Une étude doctorale menée depuis 2023 par CT Esdras Shabani Bin Kasongo, enseignant à l’Université Libre des Grands Lacs (ULGL-Goma), met en lumière la dégradation accélérée des forêts urbaines et périurbaines de Goma. Réalisée dans le cadre de son doctorat poursuivi dans une université du Cameroun, où il se spécialise en gestion des forêts, cette recherche analyse la gouvernance des espaces forestiers de la ville et leurs perspectives d’avenir. Les premiers résultats ont été dévoilés lors d’un entretien accordé à nos collègues de naturelcd.net.

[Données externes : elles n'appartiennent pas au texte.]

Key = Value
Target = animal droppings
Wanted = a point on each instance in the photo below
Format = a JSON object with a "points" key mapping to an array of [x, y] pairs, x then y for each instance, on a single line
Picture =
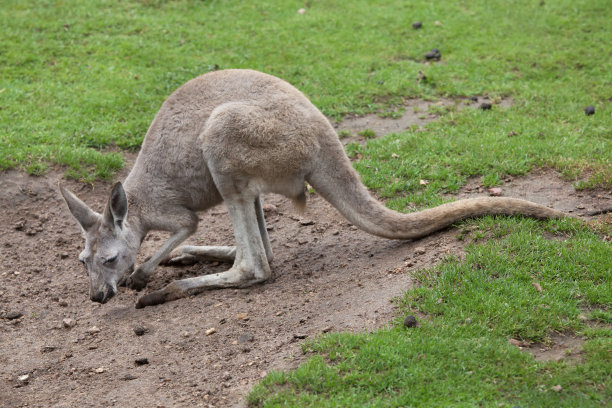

Les conclusions de cette recherche sont sans équivoque : si aucune politique efficace de protection et de restauration des espaces boisés n’est engagée, Goma pourrait perdre une grande partie de son couvert forestier d’ici à 2050. Une telle évolution exposerait davantage la ville à la dégradation de son environnement, aux effets du changement climatique, à la perte de biodiversité et à la détérioration des conditions de vie des populations.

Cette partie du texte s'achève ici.